“Mr. Nowell Corklemore, I have the honour of making you known to the gentleman whose scientific fame has roused such a spirit among us. Dr. Hutton, sir, excuse me, the temptation was too great for us. My excellent friend, Lord Thorley, who has, I believe, the honour of being related to Mrs. Hutton, pressed his services upon us, when he knew what we desired. But, sir, no. ‘My lord’, said I, ‘we prefer to intrude without the commonplace of society; we prefer to intrude upon the footing of common tastes, my lord, and warm, though far more rudimental and vague pursuit of science’. Bless me, all this time my unworthy self, sir! I am too prone to forget myself, at least my wife declares so. Bailey Kettledrum, sir, is my name, of Kettledrum Hall, in Dorset. And I have the enlightenment, sir, to aspire to the honour of your acquaintance”.
Rufus Hutton bowed rather queerly to Mr. Nowell Corklemore and Mr. Bailey Kettledrum; for he had seen a good deal of the world, and had tasted sugar–candy. Moreover, the Kettledrum pattern was known to him long ago; and he had never found them half such good fellows as they pretend to think other people. Being, however, most hospitable, as are nearly all men from India, he invited them to come in at once, and have some lunch after their journey. They accepted very warmly; and Mrs. Hutton, having now appeared and been duly introduced, Bailey Kettledrum set off with her round the curve of the grass–plot, as if he had known her for fifty years, and had not seen her for twenty–five. He engrossed her whole attention by the pace at which he talked, and by appeals to her opinion, praising all things, taking notes, red–hot with admiration, impressively confidential about his wife and children, and, in a word, regardless of expense to make himself agreeable. Notwithstanding all this, he did not get on much, because he made one great mistake.
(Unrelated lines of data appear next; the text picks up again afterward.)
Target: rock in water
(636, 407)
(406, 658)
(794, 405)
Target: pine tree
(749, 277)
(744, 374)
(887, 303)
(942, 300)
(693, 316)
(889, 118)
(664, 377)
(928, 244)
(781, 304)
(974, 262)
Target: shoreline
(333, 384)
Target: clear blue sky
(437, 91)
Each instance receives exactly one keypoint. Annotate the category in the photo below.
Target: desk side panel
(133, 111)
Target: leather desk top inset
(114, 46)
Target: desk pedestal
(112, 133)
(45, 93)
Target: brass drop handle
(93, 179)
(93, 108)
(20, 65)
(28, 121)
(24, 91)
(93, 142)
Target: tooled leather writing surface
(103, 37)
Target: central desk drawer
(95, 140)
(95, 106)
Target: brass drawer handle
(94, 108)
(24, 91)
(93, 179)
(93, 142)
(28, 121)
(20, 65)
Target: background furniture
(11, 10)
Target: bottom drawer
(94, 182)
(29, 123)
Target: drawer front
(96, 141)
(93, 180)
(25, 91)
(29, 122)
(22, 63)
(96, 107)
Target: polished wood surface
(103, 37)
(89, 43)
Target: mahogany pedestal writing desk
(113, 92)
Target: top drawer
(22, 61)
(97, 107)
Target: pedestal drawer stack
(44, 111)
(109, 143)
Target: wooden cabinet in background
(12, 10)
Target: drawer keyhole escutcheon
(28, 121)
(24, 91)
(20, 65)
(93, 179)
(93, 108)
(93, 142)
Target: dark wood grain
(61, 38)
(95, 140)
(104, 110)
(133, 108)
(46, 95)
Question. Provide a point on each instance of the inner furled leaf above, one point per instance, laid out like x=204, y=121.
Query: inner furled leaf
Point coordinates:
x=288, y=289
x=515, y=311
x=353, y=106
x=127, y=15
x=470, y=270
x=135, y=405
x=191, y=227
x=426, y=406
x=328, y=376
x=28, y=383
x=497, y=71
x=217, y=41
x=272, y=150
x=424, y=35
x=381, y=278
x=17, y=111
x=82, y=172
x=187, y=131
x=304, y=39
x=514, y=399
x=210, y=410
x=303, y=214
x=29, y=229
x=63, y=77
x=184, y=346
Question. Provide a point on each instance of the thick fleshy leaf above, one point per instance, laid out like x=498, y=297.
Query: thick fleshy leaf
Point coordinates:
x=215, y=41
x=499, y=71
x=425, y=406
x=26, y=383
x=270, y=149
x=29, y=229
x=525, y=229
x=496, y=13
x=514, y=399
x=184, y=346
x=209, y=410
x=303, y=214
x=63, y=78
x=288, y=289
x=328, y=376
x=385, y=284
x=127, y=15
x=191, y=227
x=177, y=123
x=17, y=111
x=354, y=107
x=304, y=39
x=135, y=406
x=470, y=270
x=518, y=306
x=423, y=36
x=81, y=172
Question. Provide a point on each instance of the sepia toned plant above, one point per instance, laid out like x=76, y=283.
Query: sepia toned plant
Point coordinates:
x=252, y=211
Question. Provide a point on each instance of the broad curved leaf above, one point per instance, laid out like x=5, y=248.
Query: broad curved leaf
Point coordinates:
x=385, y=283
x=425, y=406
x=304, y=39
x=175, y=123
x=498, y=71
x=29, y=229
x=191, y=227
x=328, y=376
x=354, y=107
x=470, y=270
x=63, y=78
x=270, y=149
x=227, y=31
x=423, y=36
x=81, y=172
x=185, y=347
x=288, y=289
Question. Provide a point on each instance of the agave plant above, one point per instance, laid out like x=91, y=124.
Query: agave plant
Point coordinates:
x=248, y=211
He rattled and flashed along the high road leading to fifty other places, but missed the quiet and pleasant path which leads to a womanʼs good graces—the path, I mean, which follows the little brook called “sympathy”, a winding but not a shallow brook, over the meadow of soft listening.
Mr. Nowell Corklemore, walking with Rufus Hutton, was, as he was forced to be by a feeble nature enfeebled, a dry and pompous man.
“Haw! I am given to understand you have made all this yourself, sir. In me ’umble opeenion, it does you the greatest credit, sir; credit, sir, no less to your heart than to your head. Haw”!
Here he pointed with his yellow bamboo at nothing at all in particular.
“Everything is in its infancy yet. Wait till the trees grow up a little. I have planted nearly all of them. All except that, and that, and the weeping elm over yonder, where I sit with my wife sometimes. Everything is in its infancy”.
“Excuse me; haw! If you will allow me, I would also say, with the exception of something else”. And he looked profoundly mystic.
“Oh, the house you mean”, said Rufus. “No, the house is not quite new; built some seven years back”.
“Sir, I do not mean the house—but the edifice, haw!—the tenement of the human being. Sir, I mean, except just this”.
He shut one eye, like a sleepy owl, and tapped the side of his head most sagely; and then he said “Haw”! and looked for approval.